On the Mall in downtown Washington, the Museum of History and Technology's planned outdoor festival simply moved indoors, and the crowd followed.

A colonial fife and drum corps from Patuxent performed in the museum cafeteria, dressed in ragtag uniforms and bearing muskets, flags and other artifacts of the period.

"It's terrific," said Dorothy Milliken, who had brought her two children despite the rain, "It sends chills up and down your spine."

A dozen members of the Wheelmen, a nationwide group of antique cyclists, did their act in a very confined corner of the museum's ground floor lobby.

"The carpet is very soft," complained Bob Tyler, a schoolteacher from Fredericksburg when he is not riding his 1883 Columbia big-wheeler. "As soon as you take your feet off the pedal, the bicycle starts to slow and it's all you can do to keep from falling."

But the audience seemed undismayed. "This is so neat," said one woman, "I love their outfits!"

Outside the museum's Constitution Avenue entrance, what seemed to be just another ragtag colonial parade turned out on closer inspection, to be the Yippies of Washignton, D.C., marching to the Capitol to demand the legalization of marijuana.

"We smoke herb and we think it's superb," the marchers chanted. "We smoke pot and we like it a lot."

Although many of the approximately 1,300 demonstrators smoked small, hand-rolled cigarettes, there were only a smattering of arrests, most made by U.S. Park Police in the West Potomac Park area at about noon when demonstrators were ordered to remove unauthorized tents from park grounds.

Evicted demonstrators, said they would now have no place to sleep for the rest of their four-day stay in Washington. "The police are trying to provoke a confrontation" said Ange Santilli, a sophomore at Kent State University in Ohio who had hitch-hiked here.

At Wolf Trap Farm Park, about 3,100 bluegrass music lovers - half the park's capacity - showed up for the second annual Bluegrass Music Festival.
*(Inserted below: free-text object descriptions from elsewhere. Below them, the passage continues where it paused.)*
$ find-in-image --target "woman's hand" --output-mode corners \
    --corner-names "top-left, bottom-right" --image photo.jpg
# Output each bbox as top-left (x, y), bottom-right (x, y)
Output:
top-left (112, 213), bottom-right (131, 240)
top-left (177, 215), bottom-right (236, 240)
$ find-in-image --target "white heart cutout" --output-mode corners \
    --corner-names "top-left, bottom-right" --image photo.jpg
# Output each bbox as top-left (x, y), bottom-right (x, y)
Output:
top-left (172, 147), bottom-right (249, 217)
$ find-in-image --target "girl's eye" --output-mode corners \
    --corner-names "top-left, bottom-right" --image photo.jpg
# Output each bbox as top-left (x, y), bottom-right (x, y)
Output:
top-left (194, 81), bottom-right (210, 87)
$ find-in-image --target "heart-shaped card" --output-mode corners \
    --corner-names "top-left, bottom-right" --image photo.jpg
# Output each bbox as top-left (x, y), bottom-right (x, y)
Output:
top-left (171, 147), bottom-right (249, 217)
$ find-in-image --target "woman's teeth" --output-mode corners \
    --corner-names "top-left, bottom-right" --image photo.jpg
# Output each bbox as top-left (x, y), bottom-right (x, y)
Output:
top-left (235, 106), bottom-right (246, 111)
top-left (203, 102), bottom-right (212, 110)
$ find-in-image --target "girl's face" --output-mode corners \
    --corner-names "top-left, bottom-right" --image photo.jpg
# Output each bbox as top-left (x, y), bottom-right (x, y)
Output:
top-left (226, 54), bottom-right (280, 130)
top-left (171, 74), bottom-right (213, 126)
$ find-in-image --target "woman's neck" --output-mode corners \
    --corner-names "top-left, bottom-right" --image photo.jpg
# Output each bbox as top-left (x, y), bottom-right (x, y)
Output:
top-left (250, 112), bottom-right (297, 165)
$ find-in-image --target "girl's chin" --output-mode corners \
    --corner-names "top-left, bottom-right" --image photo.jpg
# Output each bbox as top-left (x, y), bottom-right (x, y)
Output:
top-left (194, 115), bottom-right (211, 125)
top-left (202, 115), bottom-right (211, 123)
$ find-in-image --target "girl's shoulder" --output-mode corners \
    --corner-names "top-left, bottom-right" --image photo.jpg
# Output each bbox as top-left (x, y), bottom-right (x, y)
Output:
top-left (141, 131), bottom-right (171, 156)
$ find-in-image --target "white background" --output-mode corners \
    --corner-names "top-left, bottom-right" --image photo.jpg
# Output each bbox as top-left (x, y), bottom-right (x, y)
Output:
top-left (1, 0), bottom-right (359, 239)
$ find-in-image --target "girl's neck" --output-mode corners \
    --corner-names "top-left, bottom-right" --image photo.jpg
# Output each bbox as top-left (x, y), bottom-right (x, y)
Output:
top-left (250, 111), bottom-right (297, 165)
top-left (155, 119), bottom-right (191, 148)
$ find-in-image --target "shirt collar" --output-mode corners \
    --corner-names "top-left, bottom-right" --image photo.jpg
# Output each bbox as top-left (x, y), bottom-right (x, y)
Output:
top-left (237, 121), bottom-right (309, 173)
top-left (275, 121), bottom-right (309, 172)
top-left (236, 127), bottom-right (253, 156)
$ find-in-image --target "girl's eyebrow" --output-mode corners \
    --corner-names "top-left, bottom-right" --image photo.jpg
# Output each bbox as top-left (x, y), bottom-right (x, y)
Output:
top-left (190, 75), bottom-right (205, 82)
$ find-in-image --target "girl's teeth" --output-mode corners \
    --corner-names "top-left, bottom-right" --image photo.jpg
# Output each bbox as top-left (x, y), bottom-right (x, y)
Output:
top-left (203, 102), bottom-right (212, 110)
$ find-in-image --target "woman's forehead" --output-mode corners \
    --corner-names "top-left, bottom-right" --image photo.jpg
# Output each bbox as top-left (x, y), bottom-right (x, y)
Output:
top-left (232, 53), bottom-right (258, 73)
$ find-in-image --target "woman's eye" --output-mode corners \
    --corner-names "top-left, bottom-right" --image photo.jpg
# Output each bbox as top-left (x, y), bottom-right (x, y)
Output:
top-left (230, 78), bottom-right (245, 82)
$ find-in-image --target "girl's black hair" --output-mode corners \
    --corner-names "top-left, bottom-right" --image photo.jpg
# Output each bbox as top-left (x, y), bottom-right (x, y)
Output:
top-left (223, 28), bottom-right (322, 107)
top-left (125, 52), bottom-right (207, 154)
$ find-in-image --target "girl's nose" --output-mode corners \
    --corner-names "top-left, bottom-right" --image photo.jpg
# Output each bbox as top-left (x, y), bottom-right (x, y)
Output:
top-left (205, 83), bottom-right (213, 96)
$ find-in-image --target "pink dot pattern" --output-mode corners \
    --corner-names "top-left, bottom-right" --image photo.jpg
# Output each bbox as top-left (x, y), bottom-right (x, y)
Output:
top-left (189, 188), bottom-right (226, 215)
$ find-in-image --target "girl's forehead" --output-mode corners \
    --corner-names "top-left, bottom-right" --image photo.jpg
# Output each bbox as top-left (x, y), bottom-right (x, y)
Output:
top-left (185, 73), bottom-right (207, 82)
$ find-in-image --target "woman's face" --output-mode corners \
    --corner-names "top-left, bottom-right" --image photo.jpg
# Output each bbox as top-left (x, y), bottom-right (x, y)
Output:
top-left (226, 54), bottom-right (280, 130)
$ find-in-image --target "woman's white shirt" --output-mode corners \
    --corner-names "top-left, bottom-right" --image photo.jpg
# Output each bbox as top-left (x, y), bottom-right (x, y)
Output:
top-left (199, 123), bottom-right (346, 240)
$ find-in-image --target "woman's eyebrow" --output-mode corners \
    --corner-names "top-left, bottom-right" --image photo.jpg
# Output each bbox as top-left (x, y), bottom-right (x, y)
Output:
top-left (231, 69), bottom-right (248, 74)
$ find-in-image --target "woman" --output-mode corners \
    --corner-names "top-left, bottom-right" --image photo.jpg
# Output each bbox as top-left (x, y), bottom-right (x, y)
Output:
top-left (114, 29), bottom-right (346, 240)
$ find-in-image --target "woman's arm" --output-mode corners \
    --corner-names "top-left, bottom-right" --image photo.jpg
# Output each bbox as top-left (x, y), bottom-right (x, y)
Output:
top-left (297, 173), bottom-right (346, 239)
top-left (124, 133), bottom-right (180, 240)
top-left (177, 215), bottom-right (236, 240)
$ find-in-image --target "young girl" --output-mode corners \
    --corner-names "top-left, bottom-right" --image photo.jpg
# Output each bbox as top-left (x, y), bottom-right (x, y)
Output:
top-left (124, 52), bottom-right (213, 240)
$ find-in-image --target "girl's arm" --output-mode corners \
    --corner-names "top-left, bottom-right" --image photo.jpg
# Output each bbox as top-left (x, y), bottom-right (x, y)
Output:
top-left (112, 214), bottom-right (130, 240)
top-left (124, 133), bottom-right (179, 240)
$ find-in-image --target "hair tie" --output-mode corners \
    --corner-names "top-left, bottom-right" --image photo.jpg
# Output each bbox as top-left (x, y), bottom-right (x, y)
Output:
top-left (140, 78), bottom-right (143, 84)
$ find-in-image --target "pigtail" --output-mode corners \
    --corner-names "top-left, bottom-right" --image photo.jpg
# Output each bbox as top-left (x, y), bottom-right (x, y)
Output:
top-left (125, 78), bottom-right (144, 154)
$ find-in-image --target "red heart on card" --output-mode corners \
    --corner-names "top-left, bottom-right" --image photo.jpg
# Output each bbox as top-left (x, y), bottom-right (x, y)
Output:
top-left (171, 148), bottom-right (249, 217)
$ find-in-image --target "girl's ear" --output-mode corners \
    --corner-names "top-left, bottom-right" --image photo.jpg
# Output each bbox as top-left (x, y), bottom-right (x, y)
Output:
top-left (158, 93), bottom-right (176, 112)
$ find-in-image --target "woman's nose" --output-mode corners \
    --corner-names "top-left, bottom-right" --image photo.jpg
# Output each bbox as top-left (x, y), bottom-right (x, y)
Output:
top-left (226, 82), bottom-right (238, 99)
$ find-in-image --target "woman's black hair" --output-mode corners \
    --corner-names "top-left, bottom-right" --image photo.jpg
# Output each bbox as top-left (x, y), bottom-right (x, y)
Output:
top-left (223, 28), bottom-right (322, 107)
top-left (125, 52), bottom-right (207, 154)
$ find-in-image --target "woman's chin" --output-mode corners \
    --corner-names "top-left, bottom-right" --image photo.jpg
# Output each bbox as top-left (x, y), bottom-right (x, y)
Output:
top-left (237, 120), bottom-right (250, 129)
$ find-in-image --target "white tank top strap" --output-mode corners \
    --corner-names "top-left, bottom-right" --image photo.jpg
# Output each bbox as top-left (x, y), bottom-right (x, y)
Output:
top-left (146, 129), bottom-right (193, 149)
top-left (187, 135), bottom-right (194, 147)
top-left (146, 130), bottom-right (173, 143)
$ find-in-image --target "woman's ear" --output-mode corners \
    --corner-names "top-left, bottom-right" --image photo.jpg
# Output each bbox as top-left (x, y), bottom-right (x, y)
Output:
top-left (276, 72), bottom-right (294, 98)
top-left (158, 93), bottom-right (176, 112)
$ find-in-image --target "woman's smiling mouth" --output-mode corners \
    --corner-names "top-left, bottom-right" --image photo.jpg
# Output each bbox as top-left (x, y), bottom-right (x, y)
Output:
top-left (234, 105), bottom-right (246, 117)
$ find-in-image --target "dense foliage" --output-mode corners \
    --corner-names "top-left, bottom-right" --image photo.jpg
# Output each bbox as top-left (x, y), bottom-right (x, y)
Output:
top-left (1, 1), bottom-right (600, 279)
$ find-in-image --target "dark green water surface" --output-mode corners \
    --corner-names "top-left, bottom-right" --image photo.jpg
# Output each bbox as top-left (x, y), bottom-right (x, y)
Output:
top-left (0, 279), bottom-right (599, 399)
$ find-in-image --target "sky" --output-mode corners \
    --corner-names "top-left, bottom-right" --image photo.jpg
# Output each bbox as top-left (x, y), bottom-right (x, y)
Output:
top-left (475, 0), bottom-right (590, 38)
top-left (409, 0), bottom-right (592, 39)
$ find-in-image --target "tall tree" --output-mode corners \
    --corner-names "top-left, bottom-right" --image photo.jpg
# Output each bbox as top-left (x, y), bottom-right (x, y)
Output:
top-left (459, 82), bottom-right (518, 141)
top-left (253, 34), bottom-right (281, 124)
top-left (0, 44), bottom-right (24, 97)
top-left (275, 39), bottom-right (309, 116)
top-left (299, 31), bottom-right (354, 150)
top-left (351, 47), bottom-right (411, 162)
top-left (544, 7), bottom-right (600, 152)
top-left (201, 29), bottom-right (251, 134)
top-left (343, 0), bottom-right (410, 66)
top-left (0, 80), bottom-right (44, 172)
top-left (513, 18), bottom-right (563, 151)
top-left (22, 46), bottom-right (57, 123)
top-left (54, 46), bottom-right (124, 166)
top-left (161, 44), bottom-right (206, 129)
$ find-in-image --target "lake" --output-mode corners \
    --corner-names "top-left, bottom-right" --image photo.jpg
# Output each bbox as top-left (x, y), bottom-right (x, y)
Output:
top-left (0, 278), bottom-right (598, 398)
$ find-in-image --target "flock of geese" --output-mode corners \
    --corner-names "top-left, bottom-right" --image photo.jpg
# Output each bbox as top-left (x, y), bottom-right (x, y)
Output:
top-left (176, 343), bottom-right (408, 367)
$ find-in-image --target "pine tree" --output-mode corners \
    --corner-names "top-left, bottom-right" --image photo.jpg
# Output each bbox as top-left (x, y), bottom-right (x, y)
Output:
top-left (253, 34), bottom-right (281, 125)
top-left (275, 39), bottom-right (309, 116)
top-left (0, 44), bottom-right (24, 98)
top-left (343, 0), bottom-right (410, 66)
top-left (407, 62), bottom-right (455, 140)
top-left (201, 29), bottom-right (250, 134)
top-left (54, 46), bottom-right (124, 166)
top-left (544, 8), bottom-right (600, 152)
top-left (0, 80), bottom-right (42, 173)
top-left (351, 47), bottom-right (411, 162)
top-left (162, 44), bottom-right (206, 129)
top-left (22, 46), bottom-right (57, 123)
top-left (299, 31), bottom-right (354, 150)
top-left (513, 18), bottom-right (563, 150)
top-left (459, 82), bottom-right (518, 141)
All but about 200 of the fans enjoyed the concert from dry seats under the covered pavilion.

The die-hards on the soggy lawn insisted, however, that the rain did not bother them.

"Once you get wet, it's just like taking a shower," said Jeff Coopersmith of Potomac, whose only protection from the rain was his hat, which he dubbed the "cheap man's umbrella." Others found ways to clap hands to the music while holding conventional umbrellas.

"Country music people are that kind of mud, rain people," said Irene Tuggle of Vienna when asked why she and seven family members and friends were huddled under a bright blue and yellow striped tent.

Those on the lawn had one advantage over those in the pavilion - they could enjoy their fried chicken, potato salad and drinks while their dry counterparts had to leave the food and drink in the car.

Some events were canceled outright because of yesterday's weather, including the clothesline quilt show in Chantilly, the Chautauqua arts and crafts show at Glen Echo Park in the District, and the Orioles-Red Sox game at Baltimore's Memorial Stadium.

And jack Fuge of the National Weather Service warned that more of the same was in the works. As easterly winds from the ocean cut under warm, moist air aloft, Fuge said. "Rainy and cool weather over Maryland, Delaware and much of Virginia will persist through Monday night and may even continue into the Fourth."